Yury Nikolayevich Grigorovich (born January 2, 1927 in Leningrad) is a Soviet and Russian dancer and choreographer[1] who dominated the Russian ballet for 30 years.

Grigorovich was born into a family connected with the Imperial Russian Ballet. He graduated from the Leningrad Choreographic School in 1946 and danced as a soloist of the Kirov Ballet until 1962. His staging of Sergey Prokofiev's The Stone Flower (1957) and of The Legend of Love (1961) brought him acclaim as a choreographer.
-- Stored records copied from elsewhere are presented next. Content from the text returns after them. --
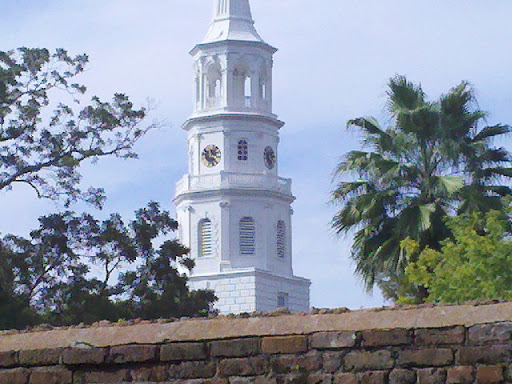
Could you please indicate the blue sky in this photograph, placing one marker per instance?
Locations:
(334, 59)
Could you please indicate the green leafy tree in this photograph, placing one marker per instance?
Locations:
(433, 159)
(78, 269)
(475, 265)
(43, 143)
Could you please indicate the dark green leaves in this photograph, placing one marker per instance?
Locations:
(76, 268)
(433, 160)
(44, 149)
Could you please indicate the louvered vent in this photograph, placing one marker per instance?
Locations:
(281, 239)
(247, 233)
(205, 238)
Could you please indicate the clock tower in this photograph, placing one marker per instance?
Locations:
(233, 209)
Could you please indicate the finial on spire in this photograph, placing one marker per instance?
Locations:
(232, 20)
(233, 9)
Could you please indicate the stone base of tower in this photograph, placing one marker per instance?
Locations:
(252, 290)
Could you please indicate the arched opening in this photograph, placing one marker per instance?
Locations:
(247, 91)
(281, 239)
(205, 238)
(243, 150)
(242, 86)
(214, 78)
(198, 89)
(247, 236)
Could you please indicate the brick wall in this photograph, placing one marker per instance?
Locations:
(445, 345)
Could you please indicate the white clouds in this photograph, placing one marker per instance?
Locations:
(334, 60)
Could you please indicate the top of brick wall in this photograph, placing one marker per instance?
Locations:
(224, 328)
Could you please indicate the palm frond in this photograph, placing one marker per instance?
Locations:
(492, 131)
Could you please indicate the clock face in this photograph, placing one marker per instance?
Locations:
(270, 158)
(211, 156)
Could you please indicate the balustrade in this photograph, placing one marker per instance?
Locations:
(233, 180)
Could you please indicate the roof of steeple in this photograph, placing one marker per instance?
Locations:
(232, 20)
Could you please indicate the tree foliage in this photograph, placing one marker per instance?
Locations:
(43, 143)
(433, 159)
(78, 269)
(475, 265)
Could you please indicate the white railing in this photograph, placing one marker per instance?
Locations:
(213, 102)
(226, 180)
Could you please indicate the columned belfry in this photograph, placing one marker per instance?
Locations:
(233, 208)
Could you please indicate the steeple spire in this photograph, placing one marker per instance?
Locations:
(232, 20)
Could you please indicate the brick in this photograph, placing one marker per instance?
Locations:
(250, 380)
(345, 378)
(364, 360)
(132, 354)
(192, 370)
(440, 336)
(155, 373)
(376, 377)
(460, 375)
(14, 376)
(492, 354)
(251, 366)
(83, 355)
(319, 378)
(402, 376)
(310, 362)
(480, 334)
(381, 338)
(429, 357)
(431, 376)
(293, 378)
(489, 374)
(51, 375)
(40, 357)
(183, 352)
(332, 361)
(103, 376)
(333, 340)
(285, 344)
(8, 359)
(235, 348)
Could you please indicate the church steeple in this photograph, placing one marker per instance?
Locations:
(233, 208)
(232, 20)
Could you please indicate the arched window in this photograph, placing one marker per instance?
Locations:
(281, 239)
(205, 238)
(243, 150)
(242, 85)
(247, 234)
(247, 91)
(198, 89)
(214, 92)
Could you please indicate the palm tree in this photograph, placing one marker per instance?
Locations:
(431, 161)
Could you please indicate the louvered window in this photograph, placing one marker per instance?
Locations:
(281, 239)
(243, 150)
(205, 238)
(247, 233)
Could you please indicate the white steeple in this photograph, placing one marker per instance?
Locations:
(233, 208)
(232, 20)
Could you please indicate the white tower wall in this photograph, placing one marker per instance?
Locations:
(233, 208)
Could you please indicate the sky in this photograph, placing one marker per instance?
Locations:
(334, 60)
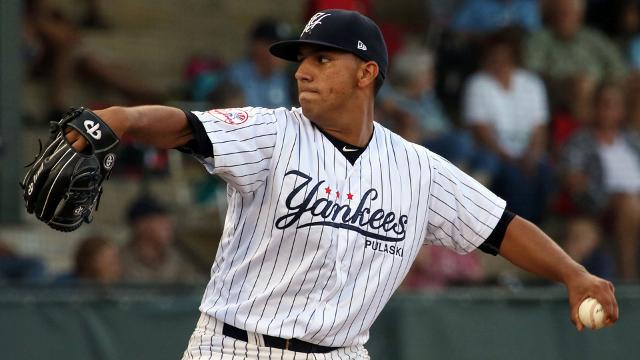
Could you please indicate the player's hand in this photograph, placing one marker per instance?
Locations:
(584, 285)
(110, 116)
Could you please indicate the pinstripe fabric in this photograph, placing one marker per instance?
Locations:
(220, 347)
(313, 246)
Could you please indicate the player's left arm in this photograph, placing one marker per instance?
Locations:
(529, 248)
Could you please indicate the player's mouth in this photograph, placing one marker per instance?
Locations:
(306, 90)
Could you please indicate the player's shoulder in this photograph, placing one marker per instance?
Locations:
(398, 141)
(248, 114)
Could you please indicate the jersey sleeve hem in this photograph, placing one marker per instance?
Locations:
(494, 241)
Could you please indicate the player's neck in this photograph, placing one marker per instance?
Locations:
(352, 127)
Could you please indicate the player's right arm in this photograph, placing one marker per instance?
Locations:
(159, 126)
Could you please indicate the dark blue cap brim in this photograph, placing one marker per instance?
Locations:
(290, 49)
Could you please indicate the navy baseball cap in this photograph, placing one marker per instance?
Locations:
(343, 30)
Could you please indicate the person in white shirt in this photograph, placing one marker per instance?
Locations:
(506, 108)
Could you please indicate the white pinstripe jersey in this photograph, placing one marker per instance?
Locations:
(313, 247)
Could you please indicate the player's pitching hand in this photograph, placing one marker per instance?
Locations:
(584, 285)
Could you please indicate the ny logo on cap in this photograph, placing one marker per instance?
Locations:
(315, 20)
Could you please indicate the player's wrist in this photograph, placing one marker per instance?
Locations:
(117, 118)
(570, 274)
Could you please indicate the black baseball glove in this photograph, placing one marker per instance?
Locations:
(63, 187)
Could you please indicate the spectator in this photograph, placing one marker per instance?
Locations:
(566, 47)
(601, 171)
(437, 267)
(14, 267)
(574, 111)
(506, 108)
(263, 77)
(97, 259)
(411, 106)
(54, 49)
(150, 255)
(484, 16)
(583, 242)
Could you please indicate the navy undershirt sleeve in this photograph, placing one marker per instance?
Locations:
(493, 242)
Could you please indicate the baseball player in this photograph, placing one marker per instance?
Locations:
(327, 208)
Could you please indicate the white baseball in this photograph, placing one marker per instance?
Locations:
(591, 314)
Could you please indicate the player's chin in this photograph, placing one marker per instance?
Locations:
(308, 104)
(308, 97)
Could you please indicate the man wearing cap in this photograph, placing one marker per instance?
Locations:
(150, 255)
(262, 77)
(328, 209)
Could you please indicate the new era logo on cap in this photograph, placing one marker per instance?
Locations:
(342, 30)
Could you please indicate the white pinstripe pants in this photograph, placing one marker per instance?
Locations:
(208, 342)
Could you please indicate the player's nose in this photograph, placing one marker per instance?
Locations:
(303, 73)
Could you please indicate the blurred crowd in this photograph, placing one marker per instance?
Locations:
(537, 100)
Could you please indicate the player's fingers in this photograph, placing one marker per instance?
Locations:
(575, 319)
(608, 301)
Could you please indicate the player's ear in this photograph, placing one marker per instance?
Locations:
(367, 73)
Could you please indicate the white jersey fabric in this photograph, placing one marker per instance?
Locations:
(514, 113)
(313, 247)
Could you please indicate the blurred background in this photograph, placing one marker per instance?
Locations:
(537, 99)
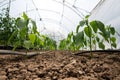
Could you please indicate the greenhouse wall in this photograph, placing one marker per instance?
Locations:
(108, 11)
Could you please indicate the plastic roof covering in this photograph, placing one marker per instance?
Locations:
(54, 17)
(108, 11)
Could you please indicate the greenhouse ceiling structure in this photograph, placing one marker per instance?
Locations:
(53, 17)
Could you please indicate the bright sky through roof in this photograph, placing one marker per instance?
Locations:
(60, 16)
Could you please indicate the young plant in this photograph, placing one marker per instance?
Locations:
(7, 27)
(92, 31)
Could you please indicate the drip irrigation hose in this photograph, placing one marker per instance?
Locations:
(109, 51)
(10, 52)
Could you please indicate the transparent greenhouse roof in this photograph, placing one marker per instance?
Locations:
(53, 17)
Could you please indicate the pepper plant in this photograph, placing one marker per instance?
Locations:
(92, 31)
(7, 27)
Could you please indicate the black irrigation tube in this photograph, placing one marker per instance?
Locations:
(10, 52)
(109, 51)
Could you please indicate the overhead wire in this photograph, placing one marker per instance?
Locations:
(62, 12)
(54, 12)
(6, 3)
(40, 18)
(69, 8)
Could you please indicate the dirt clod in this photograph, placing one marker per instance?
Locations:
(60, 65)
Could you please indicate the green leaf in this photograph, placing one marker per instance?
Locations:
(113, 39)
(82, 23)
(77, 29)
(21, 23)
(101, 45)
(98, 39)
(94, 26)
(32, 38)
(25, 16)
(101, 26)
(114, 45)
(112, 30)
(27, 44)
(87, 16)
(79, 38)
(88, 31)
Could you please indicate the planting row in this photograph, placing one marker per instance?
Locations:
(22, 32)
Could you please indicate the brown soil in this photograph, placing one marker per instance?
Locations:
(60, 65)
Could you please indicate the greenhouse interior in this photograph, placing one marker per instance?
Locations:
(59, 40)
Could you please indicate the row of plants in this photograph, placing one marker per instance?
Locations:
(22, 32)
(90, 35)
In 1964 he moved to the Bolshoi Theatre, where he would work as an artistic director until 1995. His most famous productions at the Bolshoi were The Nutcracker (1966), Spartacus (1967), and Ivan the Terrible (1975). He controversially reworked Swan Lake to produce a happy end for the story in 1984. In 1995, he was accused of having allowed the theatre to plunge into stagnation and after many a squabble was ousted from office. Thereupon he choreographed for various Russian companies before settling in Krasnodar, where he set up his own company. Grigorovich has been heading the juries of numerous international competitions in classical ballet. After the death of his wife, the great ballerina Natalia Bessmertnova, on February 19, 2008, he has been offered the opportunity to return to the Bolshoi again in the capacity of ballet master and choreographer.

Honours and awards[edit]

This article incorporates information from the equivalent article on the Russian Wikipedia.

Critics[edit]

In 1995 Grigorovich left the Bolshoi due to a scandal, only to return in 2001. He is strongly criticized for being rude and ill-tempered with actors and denying modern ideas in the sphere of theatre and art. Grigorovich himself blames Kokonin and Russian Ministry of Culture for his past difficulties.[2]